The Osawa Apartments Haikyo in Sagamihara is a high-walled preserve for the recent past, shuttered in behind a plate-metal security fence 15 feet high. Outside the fence traffic races by on a highway slip road, and elementary school children play baseball in their school yard. Inside those sounds are deadened, and nothing moves but for the steady slow creep of vines, spreading like a green blanket over the cracked car parks and up the dusty building’s sides. Around the complex bicycles lie rusted in fallen racks, tangled through with weeds, and 6-mat rooms rest empty behind locked screen doors, their tatami mat floors slowly bleaching white in the pale autumn sun.
This is another haikyo I’ve been to before, several years ago when I used to work as an ALT (Assistant Language Teacher) in Junior High and Elementary Schools. I didn’t like the job much, but it did afford me a great deal of free time every day, which I generally used to wander around the surrounding area and explore. These abandoned apartments were just down the road from one of the many schools I taught at, and back then were only guarded by a ramshackle barbed wire fence.
That first time I went over I managed to get my suit pants caught on the wire, ripping them- probably because I was so nervous to be going in at all that I rushed it and wasn’t careful. I wandered into the complex in awe of its large size- 2 big apartment blocks 4 and 5 stories high respectively, with somewhere around 60 LDK apartments in total. I climbed the larger of the two buildings up the outside, though was unable to find a room to go into. I was able to climb up through an access ladder to the roof though- where I stood and surveyed the domain.
This time around, the worn down old wire fence had been replaced with a plate metal metal too high to climb. I went with Su Young, and we circumnavigated the new wall, looking for a decent access point. At the far corner we found a spot where it abutted the grounds of a private elementary school, which had a chain-link fence we could climb, with razor wire discouragement at the top- but possible to work around.
I would have taken more time sizing up the operation, checking for any kind of surveillance, but Su Young threw herself at the fence and was almost over before I realized what was happening. I followed, and we were both halfway over when some guy from inside the private school’s grounds stopped by and said “What are you doing?”
It was a strange moment, me looking down at him, him up at us. I put on a cheery smile and said hello in a loud and confident voice. He didn’t reply. I followed up with – “It’s OK, we’re magazine reporters, we’re going to take photos on the inside.”
He looked at us a while longer, both of us now smiling. Su Young said- “we won’t be long”, then continued climbing over the fence, and the moment was over. I can only imagine the guy shrugged and went on about his business.

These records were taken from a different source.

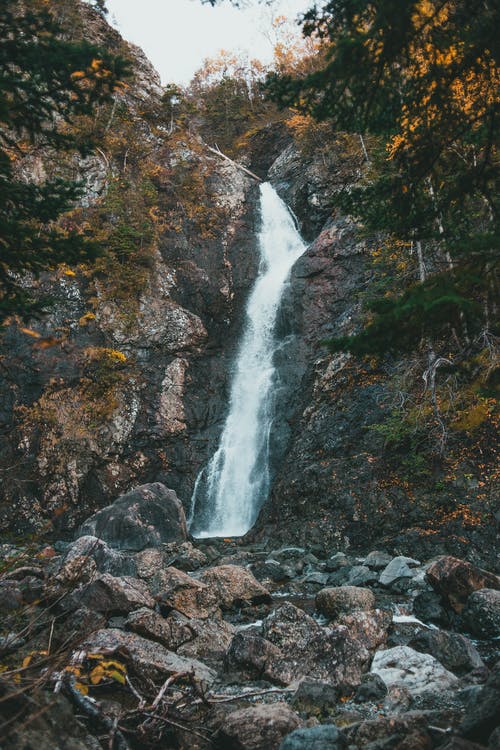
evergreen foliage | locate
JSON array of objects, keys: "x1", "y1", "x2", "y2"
[{"x1": 0, "y1": 0, "x2": 129, "y2": 320}]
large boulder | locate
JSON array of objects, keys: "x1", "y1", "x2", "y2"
[
  {"x1": 70, "y1": 573, "x2": 154, "y2": 614},
  {"x1": 337, "y1": 609, "x2": 392, "y2": 651},
  {"x1": 426, "y1": 556, "x2": 499, "y2": 613},
  {"x1": 77, "y1": 483, "x2": 187, "y2": 551},
  {"x1": 152, "y1": 566, "x2": 220, "y2": 619},
  {"x1": 371, "y1": 645, "x2": 459, "y2": 696},
  {"x1": 459, "y1": 664, "x2": 500, "y2": 745},
  {"x1": 409, "y1": 629, "x2": 484, "y2": 675},
  {"x1": 316, "y1": 586, "x2": 375, "y2": 619},
  {"x1": 461, "y1": 588, "x2": 500, "y2": 638},
  {"x1": 198, "y1": 564, "x2": 271, "y2": 610},
  {"x1": 125, "y1": 607, "x2": 194, "y2": 650},
  {"x1": 225, "y1": 631, "x2": 291, "y2": 685},
  {"x1": 81, "y1": 628, "x2": 215, "y2": 688},
  {"x1": 215, "y1": 703, "x2": 302, "y2": 750},
  {"x1": 279, "y1": 725, "x2": 347, "y2": 750},
  {"x1": 62, "y1": 535, "x2": 136, "y2": 576}
]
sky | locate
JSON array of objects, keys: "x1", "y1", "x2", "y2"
[{"x1": 104, "y1": 0, "x2": 315, "y2": 86}]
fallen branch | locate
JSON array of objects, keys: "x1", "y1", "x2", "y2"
[
  {"x1": 207, "y1": 687, "x2": 295, "y2": 703},
  {"x1": 206, "y1": 145, "x2": 262, "y2": 182}
]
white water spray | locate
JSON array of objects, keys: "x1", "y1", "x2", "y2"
[{"x1": 190, "y1": 182, "x2": 306, "y2": 538}]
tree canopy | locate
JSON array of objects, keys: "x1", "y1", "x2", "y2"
[{"x1": 0, "y1": 0, "x2": 129, "y2": 320}]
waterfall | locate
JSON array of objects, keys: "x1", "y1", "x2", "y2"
[{"x1": 189, "y1": 182, "x2": 306, "y2": 538}]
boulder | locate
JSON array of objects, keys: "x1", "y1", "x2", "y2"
[
  {"x1": 324, "y1": 552, "x2": 350, "y2": 572},
  {"x1": 426, "y1": 556, "x2": 499, "y2": 613},
  {"x1": 62, "y1": 535, "x2": 136, "y2": 576},
  {"x1": 459, "y1": 664, "x2": 500, "y2": 745},
  {"x1": 215, "y1": 703, "x2": 302, "y2": 750},
  {"x1": 162, "y1": 540, "x2": 209, "y2": 571},
  {"x1": 291, "y1": 679, "x2": 339, "y2": 716},
  {"x1": 337, "y1": 608, "x2": 392, "y2": 650},
  {"x1": 409, "y1": 629, "x2": 484, "y2": 675},
  {"x1": 462, "y1": 589, "x2": 500, "y2": 638},
  {"x1": 346, "y1": 565, "x2": 379, "y2": 587},
  {"x1": 354, "y1": 673, "x2": 388, "y2": 703},
  {"x1": 363, "y1": 550, "x2": 393, "y2": 570},
  {"x1": 371, "y1": 645, "x2": 459, "y2": 696},
  {"x1": 379, "y1": 556, "x2": 420, "y2": 587},
  {"x1": 345, "y1": 712, "x2": 431, "y2": 749},
  {"x1": 263, "y1": 602, "x2": 321, "y2": 649},
  {"x1": 125, "y1": 607, "x2": 194, "y2": 649},
  {"x1": 316, "y1": 586, "x2": 375, "y2": 619},
  {"x1": 177, "y1": 617, "x2": 235, "y2": 666},
  {"x1": 413, "y1": 590, "x2": 452, "y2": 627},
  {"x1": 77, "y1": 483, "x2": 187, "y2": 551},
  {"x1": 0, "y1": 581, "x2": 23, "y2": 611},
  {"x1": 152, "y1": 566, "x2": 220, "y2": 619},
  {"x1": 225, "y1": 631, "x2": 291, "y2": 685},
  {"x1": 81, "y1": 628, "x2": 216, "y2": 688},
  {"x1": 198, "y1": 564, "x2": 271, "y2": 610},
  {"x1": 72, "y1": 573, "x2": 154, "y2": 614},
  {"x1": 279, "y1": 725, "x2": 347, "y2": 750},
  {"x1": 250, "y1": 559, "x2": 293, "y2": 583}
]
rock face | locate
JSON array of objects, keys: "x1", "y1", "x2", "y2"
[{"x1": 77, "y1": 483, "x2": 187, "y2": 551}]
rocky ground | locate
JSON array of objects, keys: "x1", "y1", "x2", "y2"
[{"x1": 1, "y1": 483, "x2": 498, "y2": 749}]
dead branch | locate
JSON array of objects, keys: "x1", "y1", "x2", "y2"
[{"x1": 206, "y1": 145, "x2": 262, "y2": 182}]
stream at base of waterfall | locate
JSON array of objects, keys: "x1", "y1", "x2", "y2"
[{"x1": 189, "y1": 182, "x2": 306, "y2": 538}]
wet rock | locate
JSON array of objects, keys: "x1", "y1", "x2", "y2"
[
  {"x1": 371, "y1": 645, "x2": 459, "y2": 696},
  {"x1": 303, "y1": 571, "x2": 330, "y2": 585},
  {"x1": 71, "y1": 573, "x2": 154, "y2": 614},
  {"x1": 379, "y1": 556, "x2": 420, "y2": 587},
  {"x1": 354, "y1": 672, "x2": 388, "y2": 703},
  {"x1": 413, "y1": 591, "x2": 453, "y2": 627},
  {"x1": 198, "y1": 564, "x2": 271, "y2": 610},
  {"x1": 225, "y1": 631, "x2": 291, "y2": 685},
  {"x1": 279, "y1": 724, "x2": 347, "y2": 750},
  {"x1": 77, "y1": 483, "x2": 188, "y2": 551},
  {"x1": 215, "y1": 703, "x2": 302, "y2": 750},
  {"x1": 363, "y1": 550, "x2": 393, "y2": 570},
  {"x1": 125, "y1": 607, "x2": 194, "y2": 649},
  {"x1": 459, "y1": 664, "x2": 500, "y2": 744},
  {"x1": 62, "y1": 535, "x2": 136, "y2": 576},
  {"x1": 409, "y1": 630, "x2": 484, "y2": 675},
  {"x1": 337, "y1": 608, "x2": 392, "y2": 650},
  {"x1": 461, "y1": 589, "x2": 500, "y2": 638},
  {"x1": 316, "y1": 586, "x2": 375, "y2": 619},
  {"x1": 291, "y1": 679, "x2": 339, "y2": 715},
  {"x1": 387, "y1": 615, "x2": 430, "y2": 648},
  {"x1": 81, "y1": 628, "x2": 216, "y2": 687},
  {"x1": 426, "y1": 556, "x2": 499, "y2": 613},
  {"x1": 152, "y1": 566, "x2": 220, "y2": 619}
]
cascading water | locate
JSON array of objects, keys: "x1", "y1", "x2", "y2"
[{"x1": 189, "y1": 182, "x2": 306, "y2": 538}]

This will be my cover for future haikyo I think. It appeals to a nebulous kind of authority that suggests we’ve got permission, but is uncheckable really, while also asserting we’re harmless and temporary. Either way, it worked this time and no police came to dig us out- though I did worry a little every time I heard nearby sirens.
We meandered through the tall reed underbrush, to the main car park area at the back which was half-coated in creeping vines, then up the side of the building.
Walking along the side.
The vine-carpeted car park.
Vines tangle in a bike shed.
We found a room which was open, but there was nothing at all to see inside- just empty space and the mildewed smell of old tatami mats. Up again, and again, and then there was the chute through to the roof. I remembered it being a tight squeeze for me last time, but this time I could only just worm my way through after taking off my bag.
Su Young climbs to the ladder.
Looking down on the chute.
On top, we lay down on the warm roof-liner and looked up at the cloudless blue sky. Planes flew by overhead. It was very peaceful and quiet, one remove away from the world.
Su young dances on the roof.
The other apartment block seen from the roof.
After that we packed up and rolled out.
FACTFILE
Location – Sagamihara, Tokyo
Entry – Not easy- over a plate metal fence in full view.
Highlights – Claiming to be journalists unchallenged, dancing on the roof, squeezing through the roof-chute.